[Toybox] [PATCH] toysh: [ isn't a bultin in single command binaries while test and [[ are. Also shut up arch by replacing egrep with grep -E

Mon Feb 12 01:02:10 PST 2024

On 2/10/24 21:22, Oliver Webb via Toybox wrote:
> Hello, I was benchmarking toysh against shells like dash and bash by calling the [ command
> 1,000,000 times, assuming it was a builtin on toysh.
> 
> dash and bash can do this in less than 10 seconds, while toysh takes 16.5 _minutes_. After 
> some fiddling with strace, I noticed it was forking off the [ command...
> which is declared with TOYFLAG_MAYFORK (to prevent this exact issue)
> 
> The problem is in scripts/single.sh, which while building the toysh searches for MAYFORK in command declarations
> to declare as dependencies... but only ones declared with the NEWTOY() macro,
> which [ (aka USE_TEST_GLUE) isn't (The only OLDTOY() with TOYFLAG_MAYFORK too).

Ah, single.sh needs OLDTOY aliases. Got it. Commit 9f4df994dd93.

> This patch fixes that, so that [ is automatically available as a buitin while building a single command
> binary of the shell.
> 
> Also, at least on arch linux, egrep has been replaced by a shell script that warns the user that
> egrep is deprecated,

Why did gnu do that? What's wrong with egrep? It's been part of the linux
command line as long as I've been using linux. Oldest VM image I have at hand is
red hat 6.2 from Y2K, and egrep was in it. Toybox provides egrep...

Are they going to start removing zcat and friends too? That's just gunzip -c. By
this logic they'd also remove gunzip because that's just gzip -d...

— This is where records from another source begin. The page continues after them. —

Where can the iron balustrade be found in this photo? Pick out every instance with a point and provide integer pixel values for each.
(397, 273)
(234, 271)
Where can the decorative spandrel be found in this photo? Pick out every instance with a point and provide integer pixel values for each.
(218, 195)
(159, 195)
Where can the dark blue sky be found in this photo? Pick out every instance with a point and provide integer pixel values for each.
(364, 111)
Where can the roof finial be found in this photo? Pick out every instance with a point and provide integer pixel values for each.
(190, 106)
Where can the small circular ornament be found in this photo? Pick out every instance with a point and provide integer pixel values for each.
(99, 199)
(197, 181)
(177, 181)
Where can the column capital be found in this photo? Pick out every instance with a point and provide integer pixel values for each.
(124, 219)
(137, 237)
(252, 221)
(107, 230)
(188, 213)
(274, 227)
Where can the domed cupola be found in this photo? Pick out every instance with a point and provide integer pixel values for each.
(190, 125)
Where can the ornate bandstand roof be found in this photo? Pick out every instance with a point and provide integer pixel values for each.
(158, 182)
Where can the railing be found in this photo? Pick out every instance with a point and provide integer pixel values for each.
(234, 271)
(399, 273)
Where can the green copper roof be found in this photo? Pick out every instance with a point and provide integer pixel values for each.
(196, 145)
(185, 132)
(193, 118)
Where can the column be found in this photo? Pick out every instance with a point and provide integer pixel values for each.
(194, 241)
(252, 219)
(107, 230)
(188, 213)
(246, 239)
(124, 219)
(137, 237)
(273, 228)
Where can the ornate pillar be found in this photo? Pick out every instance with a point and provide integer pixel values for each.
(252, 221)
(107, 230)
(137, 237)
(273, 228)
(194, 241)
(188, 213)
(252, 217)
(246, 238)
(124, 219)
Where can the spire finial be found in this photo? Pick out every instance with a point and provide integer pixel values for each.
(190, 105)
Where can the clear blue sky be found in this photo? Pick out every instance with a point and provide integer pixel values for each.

> then calls grep -E. To get rid of these warnings, I replaced egrep with grep -E in this patch

FYI doing multiple conceptually unrelated things in the same patch is what took
it from quick glance-and-apply when I first read the email to "let me evaluate
this when I have fewer distractions" on the todo list, which is uncomfortably
like coming into contact with the La Brea Tar Pits. (My todo list works like a
fifo stack in the short term, and past some non-obvious buoyancy threshold works
like a compost heap, which there's a scientific term for but I can't remember it
and looking up a word like "thixotropic" or "economic hysteresis" when you can't
remember it is always tricky. It's this phenomenon though
https://en.wikipedia.org/wiki/Ascending_and_descending_(diving)#Freediving which
is why they invented https://en.wikipedia.org/wiki/Buoyancy_compensator_(diving) .)

In this case, the question making it non-obvious (to me) is how should I RESPOND
to the FSF being an obvious bully over an aesthetic issue that breaks backwards
compatibility with an uncountable number of scripts. Should I bow before the
might of all powerful gnu or is there a way to give them the double middle
finger here, or can I just defer this until it's actually _removed_ not
deprecated and thus actually breaks builds rather than produces stupid warnings?
Is egrep 2>/dev/null a reasonable option in the short term?

I already have generated/build.sh and have been pondering a 'make setup' target
that would build just the commands used to build a full toybox, in a libc-only
link without doing any of the environment probes, and then sets the $PATH to
where it's installed them so it can run the full build. A bit like 'make
airlock' but more restricted, which in theory would allow building on the mac
without homebrew, and on freebsd without bash or gsed. Do I have enough time
before the FSF shoots the hostages to add that to a release, and can I make the
UI reasonably straightforward so it Just Happens rather than people needing to
know about it? Maybe the build should ALWAYS do it unless TEST_HOST is set, the
way the test suite works? Which raises the question of build speed: how long
does cc main.c lib/*.c toys/*/{sh,sed,grep...}.c take to compile, and can I
parallelize it without bash going all funky? Is that a good approach to take on
this issue, or not worth the fight?

Hence todo list.

This is also one of those "academic infighting is so vicious because the stakes
are so small" things, where a large consequence makes the results easier to see
and smaller consequences are less obvious and thus harder to way. People write
entire academic papers about this by the way,
https://core.ac.uk/download/pdf/132270836.pdf . See also
https://landley.net/notes-2010.html#13-08-2010 where the absence of empirical
tests breaks distributed development's response to aesthetic issues, because
there's no mechanism to establish consensus other than a BDFL decision maker
spending political capital to impose an outcome.

That's _another_ reason multiple unrelated issues in the same patch tends to
catch on stuff: it's not always obvious what is and isn't a can of worms.

Rob